Unlike the W/ operator, NOT W/ is not symmetrical. That is, apple NOT w/20 pear is not the same as pear NOT w/20 apple. In the apple NOT w/20 pear request, it searches for apple and excludes cases where apple is too close to pear. In the pear NOT w/20 apple request, it searches for pear and excludes cases where pear is too close to apple.
PRE/N Connector
The PRE/N connector is like W/N, but it also requires that the first expression must occur before the second. For example, (apple or pear) pre/5 banana. You can specify target search terms near the end of the document with xlastword like apple pre/10 xlastword.
CONTAINS
When you index a database or other file containing fields, the search engine saves the field information so that you can perform searches limited to a particular field. For example, suppose that you indexed an Access database with a Name field and a Description field. You could search for apple in the Name field like this:
Name contains apple
The search engine automatically collects field information from: databases, META tags in HTML files, XML, and Office and WordPerfect document properties. FileHold also automatically defines full text index fields for each metadata field, the document name, one special field which is a combination of all metadata field values and the document name, and the document version ID.
- m_fn – Searches on a specific metadata field ID where n is the internal ID number of the metadata field. For example: m_f249 contains PO540069 where the ID of the purchase order metadata field is 249. This search is effectively the same as a metadata field search on the purchase order number using contains in FTS. It can be useful for cases where you want to use the OR connector on two metadata fields or other infromation in the full text index.
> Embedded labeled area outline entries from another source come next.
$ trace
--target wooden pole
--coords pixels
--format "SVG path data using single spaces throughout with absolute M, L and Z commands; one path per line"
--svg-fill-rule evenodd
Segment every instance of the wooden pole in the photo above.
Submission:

- s_y_s4 - Searches on the document name. For example, s_y_s4 contains "quarter end results". This search is effectively the same as a document name search using contains in FTS.
- DocumentMetadata – Searches all metadata. For example: DocumentMetadata contains "apple sauce" searches for the term “apple sauce” in all metadata fields and the document name. This search is effectively the same as a metadata only search for "apple sauce". The metadata fields and document name are all connected as a long string in this field. However, each field is separated by the arbitrary text ZQYXZ. This is intended to prevent strange results in rare cases. For example, if one metadata field ended with the word apple and the next one started with the word sauce, the earlier example would return a nonsensical result as the phrase "apple sauce" does not really exist. Since the actual value stored would be ... apple ZQYXZ sauce ... the phrase "apple sauce" would not accidentally be created during indexing.
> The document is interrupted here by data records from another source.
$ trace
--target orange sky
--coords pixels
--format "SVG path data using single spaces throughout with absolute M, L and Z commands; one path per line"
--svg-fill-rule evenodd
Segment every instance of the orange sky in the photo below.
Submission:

- LMID – Searches on the internal document version ID. For example: LMID _2_0_1_ retrieves the document with document version 201. The document version ID is not normally user accessible information, but it can be useful for diagnosing issues with the the full text index.
- //text - Search only the contents of the file. For example, //text contains "lorum ipsom". This search is effectively the same as a file only search for "lorum ipsom".
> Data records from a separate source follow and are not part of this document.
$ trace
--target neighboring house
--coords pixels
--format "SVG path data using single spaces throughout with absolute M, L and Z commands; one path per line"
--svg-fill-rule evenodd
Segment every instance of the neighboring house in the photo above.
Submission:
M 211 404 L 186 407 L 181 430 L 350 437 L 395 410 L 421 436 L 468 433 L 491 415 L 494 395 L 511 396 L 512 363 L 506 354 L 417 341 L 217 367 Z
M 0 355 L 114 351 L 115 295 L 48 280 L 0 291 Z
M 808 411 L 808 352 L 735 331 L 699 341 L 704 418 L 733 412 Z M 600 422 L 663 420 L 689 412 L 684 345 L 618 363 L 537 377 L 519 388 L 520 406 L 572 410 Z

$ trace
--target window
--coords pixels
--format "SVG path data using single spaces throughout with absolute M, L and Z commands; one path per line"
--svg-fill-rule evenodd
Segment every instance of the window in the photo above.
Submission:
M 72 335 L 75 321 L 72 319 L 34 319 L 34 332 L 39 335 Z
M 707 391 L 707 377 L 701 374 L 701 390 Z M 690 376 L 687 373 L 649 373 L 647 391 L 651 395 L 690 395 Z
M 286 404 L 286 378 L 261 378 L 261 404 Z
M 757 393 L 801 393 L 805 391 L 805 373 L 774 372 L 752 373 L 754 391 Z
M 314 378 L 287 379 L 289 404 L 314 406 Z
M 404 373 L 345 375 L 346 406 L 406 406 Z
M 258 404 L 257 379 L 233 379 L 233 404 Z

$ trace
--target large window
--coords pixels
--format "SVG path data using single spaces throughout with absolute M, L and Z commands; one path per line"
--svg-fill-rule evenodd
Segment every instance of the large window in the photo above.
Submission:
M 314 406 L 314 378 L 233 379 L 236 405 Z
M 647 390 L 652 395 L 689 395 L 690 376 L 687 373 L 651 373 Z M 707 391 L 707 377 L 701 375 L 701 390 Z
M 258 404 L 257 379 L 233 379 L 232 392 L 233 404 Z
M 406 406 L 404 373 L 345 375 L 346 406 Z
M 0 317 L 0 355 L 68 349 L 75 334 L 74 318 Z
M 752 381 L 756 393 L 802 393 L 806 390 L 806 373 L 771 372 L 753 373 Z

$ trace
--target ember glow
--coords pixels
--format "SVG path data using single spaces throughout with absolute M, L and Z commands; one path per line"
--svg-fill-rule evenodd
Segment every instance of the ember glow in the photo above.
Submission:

You can also define a field on-the-fly at the time of a search by designating words that begin and end the field using TO. For example, (beginning to end) contains (something).
The beginning TO end part defines the boundaries of the field. The CONTAINS part indicates the words or phrases you are searching for in the field. The only connector allowed in the beginning and end expressions in a field definition is OR. This method for defining fields in the arbitrary content of the text is useful for isolating portions of regular documents like forms. For example, a form has a section titled "Name" and another titled "Address", a possible query might be (name to address) contains john smith (name to (address or xlastword)) contains (oak w/10 lane).
The field boundaries are not considered hits in a search. Only the words being searched for (john smith, oak, lane) are marked as hits.
Punctuation from field names is removed when indexing, with these six exceptions: :&_+=.. Spaces are also removed and hyphens are mapped to underscore characters.